I went on a tour of these leftover underground closes - created when entrepreneurs and city fathers needed to build on street level with the Royal Mile.  How did they do this, you ask?  They chopped off the existing buildings and built on TOP of them.  This left tiny dark ex-streets underneath the newer part of Old Town.  What did the poor schmucks do who were living in the chopped-off buildings?  They got shoved into other tenements or relocated to the New Town down at the bottom of the hill.  Ah, Progress.

Oh, one other disgusting fact about the narrow streets of Old Town.  Before the age of plumbing, the city legislated a time of day when it was permissible to throw out the contents of your chamberpots.  These contents were thrown out the window ONTO THE STREET where the rain eventually washed it down to a loch at the bottom of the hill.  Well.  By the late 17th century, this loch was the town cesspool which the city fathers drained to create Prince's Street Gardens.  Beautiful gardens...and well fertilized.

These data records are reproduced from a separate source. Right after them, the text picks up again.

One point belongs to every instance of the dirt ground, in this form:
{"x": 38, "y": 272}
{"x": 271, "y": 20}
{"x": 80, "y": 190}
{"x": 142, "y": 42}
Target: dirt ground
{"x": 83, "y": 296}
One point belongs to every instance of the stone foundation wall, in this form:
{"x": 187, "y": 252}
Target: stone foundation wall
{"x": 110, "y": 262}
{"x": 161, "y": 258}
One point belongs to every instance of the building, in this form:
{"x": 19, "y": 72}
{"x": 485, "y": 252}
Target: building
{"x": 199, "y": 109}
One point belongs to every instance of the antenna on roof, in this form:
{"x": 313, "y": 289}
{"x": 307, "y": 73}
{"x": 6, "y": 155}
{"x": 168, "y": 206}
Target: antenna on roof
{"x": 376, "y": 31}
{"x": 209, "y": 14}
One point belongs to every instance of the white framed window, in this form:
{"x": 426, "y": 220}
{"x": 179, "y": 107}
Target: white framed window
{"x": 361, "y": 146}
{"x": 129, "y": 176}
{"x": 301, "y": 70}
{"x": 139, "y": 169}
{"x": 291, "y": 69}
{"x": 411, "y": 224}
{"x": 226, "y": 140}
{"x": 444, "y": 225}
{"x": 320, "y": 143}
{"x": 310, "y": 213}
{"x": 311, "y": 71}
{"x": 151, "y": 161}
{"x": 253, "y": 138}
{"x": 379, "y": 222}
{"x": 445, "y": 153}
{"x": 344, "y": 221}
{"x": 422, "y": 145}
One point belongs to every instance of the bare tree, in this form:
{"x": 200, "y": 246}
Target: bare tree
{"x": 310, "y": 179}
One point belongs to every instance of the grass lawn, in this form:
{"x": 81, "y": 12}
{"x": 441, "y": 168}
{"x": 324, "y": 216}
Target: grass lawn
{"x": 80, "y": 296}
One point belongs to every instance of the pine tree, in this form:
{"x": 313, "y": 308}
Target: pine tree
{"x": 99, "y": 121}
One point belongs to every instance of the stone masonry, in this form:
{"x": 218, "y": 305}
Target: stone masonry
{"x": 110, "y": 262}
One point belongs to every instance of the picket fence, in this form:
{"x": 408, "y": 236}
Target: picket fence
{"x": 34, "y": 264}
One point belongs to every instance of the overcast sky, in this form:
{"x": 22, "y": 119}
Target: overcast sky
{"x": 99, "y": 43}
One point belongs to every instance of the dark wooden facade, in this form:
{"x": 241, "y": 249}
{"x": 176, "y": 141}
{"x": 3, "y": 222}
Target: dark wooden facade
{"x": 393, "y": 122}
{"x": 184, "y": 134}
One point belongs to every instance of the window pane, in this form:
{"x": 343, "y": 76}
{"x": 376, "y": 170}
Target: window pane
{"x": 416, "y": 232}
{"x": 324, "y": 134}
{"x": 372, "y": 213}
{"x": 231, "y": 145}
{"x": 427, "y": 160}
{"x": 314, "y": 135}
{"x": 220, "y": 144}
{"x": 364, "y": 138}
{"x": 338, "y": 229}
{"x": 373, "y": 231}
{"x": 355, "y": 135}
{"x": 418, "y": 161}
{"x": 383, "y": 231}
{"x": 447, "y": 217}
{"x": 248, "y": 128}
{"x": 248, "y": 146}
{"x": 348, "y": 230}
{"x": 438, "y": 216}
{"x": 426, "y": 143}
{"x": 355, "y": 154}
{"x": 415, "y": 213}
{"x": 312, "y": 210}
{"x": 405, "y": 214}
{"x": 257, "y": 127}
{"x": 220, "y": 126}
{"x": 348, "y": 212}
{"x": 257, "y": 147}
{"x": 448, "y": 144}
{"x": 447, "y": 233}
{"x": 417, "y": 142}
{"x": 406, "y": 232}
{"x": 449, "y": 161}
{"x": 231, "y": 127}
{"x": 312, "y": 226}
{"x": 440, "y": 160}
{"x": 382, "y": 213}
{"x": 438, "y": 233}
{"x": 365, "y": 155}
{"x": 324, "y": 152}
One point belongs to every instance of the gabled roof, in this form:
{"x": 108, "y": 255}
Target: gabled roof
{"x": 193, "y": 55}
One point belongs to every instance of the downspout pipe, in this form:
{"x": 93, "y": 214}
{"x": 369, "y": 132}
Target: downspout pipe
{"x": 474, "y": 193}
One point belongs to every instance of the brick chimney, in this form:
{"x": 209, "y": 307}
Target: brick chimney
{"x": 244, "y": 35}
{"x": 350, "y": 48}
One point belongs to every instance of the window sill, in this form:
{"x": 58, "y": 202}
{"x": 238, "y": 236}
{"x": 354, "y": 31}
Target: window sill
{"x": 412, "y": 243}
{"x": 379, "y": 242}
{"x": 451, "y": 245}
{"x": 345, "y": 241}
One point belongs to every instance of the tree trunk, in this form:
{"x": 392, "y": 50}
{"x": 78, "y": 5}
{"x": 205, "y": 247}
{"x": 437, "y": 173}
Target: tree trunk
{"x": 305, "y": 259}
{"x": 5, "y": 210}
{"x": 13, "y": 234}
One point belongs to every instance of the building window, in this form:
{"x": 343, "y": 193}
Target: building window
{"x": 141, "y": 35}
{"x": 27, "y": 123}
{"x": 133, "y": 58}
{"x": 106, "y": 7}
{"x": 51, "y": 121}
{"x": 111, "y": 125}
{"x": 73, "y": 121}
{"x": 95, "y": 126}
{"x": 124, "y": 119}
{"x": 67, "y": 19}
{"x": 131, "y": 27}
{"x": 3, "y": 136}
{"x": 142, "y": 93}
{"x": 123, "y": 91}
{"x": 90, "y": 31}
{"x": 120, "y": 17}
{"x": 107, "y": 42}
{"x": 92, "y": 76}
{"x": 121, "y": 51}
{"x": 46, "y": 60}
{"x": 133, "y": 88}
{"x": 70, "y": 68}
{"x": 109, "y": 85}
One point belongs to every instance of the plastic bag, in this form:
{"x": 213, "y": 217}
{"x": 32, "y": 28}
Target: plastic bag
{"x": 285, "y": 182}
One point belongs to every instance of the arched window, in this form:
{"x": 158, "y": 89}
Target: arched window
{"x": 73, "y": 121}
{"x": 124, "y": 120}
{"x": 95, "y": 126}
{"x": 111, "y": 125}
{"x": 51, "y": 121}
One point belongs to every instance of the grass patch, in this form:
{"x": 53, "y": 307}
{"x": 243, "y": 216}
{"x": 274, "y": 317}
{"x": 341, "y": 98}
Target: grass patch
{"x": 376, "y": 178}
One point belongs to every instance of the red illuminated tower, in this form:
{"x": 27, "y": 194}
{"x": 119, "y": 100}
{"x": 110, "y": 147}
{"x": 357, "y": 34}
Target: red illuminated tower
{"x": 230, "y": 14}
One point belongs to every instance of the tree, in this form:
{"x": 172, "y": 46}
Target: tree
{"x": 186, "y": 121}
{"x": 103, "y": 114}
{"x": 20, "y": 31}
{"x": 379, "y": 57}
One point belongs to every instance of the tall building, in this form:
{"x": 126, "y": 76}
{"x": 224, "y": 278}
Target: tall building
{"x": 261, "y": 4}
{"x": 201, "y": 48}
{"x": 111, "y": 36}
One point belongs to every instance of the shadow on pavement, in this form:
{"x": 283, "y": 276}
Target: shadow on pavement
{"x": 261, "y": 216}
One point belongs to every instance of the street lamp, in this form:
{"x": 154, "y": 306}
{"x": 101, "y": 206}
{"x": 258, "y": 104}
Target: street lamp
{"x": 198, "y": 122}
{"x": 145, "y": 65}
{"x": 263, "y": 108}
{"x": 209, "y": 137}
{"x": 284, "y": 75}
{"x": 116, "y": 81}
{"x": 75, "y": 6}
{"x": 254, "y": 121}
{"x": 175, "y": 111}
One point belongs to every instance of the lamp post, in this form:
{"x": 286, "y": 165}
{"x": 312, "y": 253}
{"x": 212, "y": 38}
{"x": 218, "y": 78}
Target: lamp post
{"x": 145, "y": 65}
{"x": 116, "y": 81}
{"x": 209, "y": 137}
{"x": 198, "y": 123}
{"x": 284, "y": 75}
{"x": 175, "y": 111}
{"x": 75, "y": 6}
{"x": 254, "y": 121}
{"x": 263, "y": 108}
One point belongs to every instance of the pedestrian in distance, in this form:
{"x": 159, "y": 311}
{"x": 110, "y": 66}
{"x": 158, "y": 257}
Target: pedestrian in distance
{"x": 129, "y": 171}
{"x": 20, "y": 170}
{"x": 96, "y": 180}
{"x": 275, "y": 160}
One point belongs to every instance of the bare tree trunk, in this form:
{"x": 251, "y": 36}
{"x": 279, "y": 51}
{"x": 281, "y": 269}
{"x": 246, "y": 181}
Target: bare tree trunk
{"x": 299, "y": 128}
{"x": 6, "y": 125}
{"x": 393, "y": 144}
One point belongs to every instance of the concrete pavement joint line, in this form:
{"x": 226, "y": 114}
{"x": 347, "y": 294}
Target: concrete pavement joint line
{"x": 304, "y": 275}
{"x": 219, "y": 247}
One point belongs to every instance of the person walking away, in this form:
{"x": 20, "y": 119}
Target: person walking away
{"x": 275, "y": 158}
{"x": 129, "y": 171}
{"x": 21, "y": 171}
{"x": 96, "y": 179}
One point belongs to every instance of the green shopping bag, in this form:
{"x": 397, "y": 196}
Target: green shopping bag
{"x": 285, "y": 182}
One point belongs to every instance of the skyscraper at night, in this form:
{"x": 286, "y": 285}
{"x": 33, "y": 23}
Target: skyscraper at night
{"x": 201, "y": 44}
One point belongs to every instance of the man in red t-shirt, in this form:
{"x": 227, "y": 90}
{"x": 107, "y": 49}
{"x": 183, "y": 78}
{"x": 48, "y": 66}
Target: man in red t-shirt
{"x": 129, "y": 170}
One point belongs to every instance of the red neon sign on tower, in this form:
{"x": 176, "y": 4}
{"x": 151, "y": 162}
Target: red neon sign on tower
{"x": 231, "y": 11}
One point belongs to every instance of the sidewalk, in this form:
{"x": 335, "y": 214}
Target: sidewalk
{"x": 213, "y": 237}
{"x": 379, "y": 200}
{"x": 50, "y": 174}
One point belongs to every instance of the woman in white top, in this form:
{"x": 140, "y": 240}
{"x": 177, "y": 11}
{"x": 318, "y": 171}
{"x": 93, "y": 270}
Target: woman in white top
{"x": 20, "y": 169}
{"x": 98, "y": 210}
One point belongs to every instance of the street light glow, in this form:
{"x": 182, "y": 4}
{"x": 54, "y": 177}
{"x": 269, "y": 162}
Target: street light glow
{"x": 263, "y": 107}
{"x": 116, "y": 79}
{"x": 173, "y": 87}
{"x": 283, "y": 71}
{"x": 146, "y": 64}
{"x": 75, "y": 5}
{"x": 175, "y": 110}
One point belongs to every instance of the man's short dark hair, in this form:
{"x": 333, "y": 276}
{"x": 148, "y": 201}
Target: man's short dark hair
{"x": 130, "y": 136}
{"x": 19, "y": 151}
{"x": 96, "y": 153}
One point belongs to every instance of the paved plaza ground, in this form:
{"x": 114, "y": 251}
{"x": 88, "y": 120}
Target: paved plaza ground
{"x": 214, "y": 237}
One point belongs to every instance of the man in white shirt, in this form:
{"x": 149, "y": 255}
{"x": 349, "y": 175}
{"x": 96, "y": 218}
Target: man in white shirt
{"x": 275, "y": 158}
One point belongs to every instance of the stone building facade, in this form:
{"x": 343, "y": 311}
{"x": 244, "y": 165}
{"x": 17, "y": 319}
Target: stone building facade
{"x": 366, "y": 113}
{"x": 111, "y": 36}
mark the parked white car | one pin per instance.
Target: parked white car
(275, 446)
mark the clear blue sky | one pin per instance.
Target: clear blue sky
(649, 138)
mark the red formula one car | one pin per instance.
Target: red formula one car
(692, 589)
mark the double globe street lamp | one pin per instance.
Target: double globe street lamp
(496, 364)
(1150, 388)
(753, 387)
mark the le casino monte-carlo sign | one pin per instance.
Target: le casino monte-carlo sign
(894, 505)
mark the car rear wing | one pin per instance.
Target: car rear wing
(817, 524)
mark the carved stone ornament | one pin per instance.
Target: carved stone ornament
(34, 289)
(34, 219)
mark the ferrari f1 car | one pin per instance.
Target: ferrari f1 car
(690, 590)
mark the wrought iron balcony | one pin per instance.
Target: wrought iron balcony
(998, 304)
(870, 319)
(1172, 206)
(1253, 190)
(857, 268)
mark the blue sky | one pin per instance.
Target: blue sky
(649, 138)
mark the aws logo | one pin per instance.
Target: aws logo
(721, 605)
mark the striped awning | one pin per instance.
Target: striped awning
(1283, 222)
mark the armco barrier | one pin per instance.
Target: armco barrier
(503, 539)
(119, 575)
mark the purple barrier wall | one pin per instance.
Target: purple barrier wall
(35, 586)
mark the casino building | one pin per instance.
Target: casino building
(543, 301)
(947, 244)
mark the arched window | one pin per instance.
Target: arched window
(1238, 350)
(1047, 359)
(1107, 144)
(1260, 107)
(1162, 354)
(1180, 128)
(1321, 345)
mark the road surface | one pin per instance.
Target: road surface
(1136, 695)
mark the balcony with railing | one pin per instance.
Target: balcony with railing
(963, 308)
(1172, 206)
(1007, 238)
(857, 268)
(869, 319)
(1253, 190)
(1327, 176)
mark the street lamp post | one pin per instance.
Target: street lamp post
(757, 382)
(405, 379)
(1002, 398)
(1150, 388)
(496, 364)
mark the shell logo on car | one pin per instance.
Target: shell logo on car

After digesting all the fun facts of medieval life, I walked through said gardens and spent a couple of hours at the Scottish National Gallery.  Fabulous art, Old Masters and lots of Italian teenagers on what looked to be a painting scavenger hunt.  They shoved their way forward of more discerning art critics - ahem, I mean me - and frantically wrote down the details of the paintings on what looked like a class test.  I was getting a little tired by then, so I'm afraid I wasn't as tolerant of youthful studies as I should have been.  I wandered around New Town for a while searching for the Mecca of All Mysteries - The Oxford Bar made famous by mystery writer Ian Rankin as a favorite haunt of John Rebus, Detective Inspector.  I've read all of the Rebus novels and had to see what the Oxford Bar looked like in reality.  Well, it looks like a bar.  Not a traditional pub of imagination, but a neighborhood bar. 
I snagged a half-pint of Belhaven's Best from the young bartender as well as a bag of crisps (chips to you Yanks) and sat down to sink in the atmosphere - and to rest my swollen ankles.  Yeah, beer and chips are good for that.  There was one other patron - a businessman drinking his pint and looking through a newspaper.  I searched around for signs of Rankin or Rebus and did find a couple of framed newspaper articles.  Granted, it was 4:00 in the afternoon, so the place wasn't exactly jumping.  I did get a good rest and I caught up on my journal.

By the time I rested and was ready to go, it was raining a little, so I walked all the way down Prince's Street past the famous and not so famous shops inserted into Georgian houses.  I drank in the architecture and filed it away, hoping someday to return to Edinburgh to continue my walk.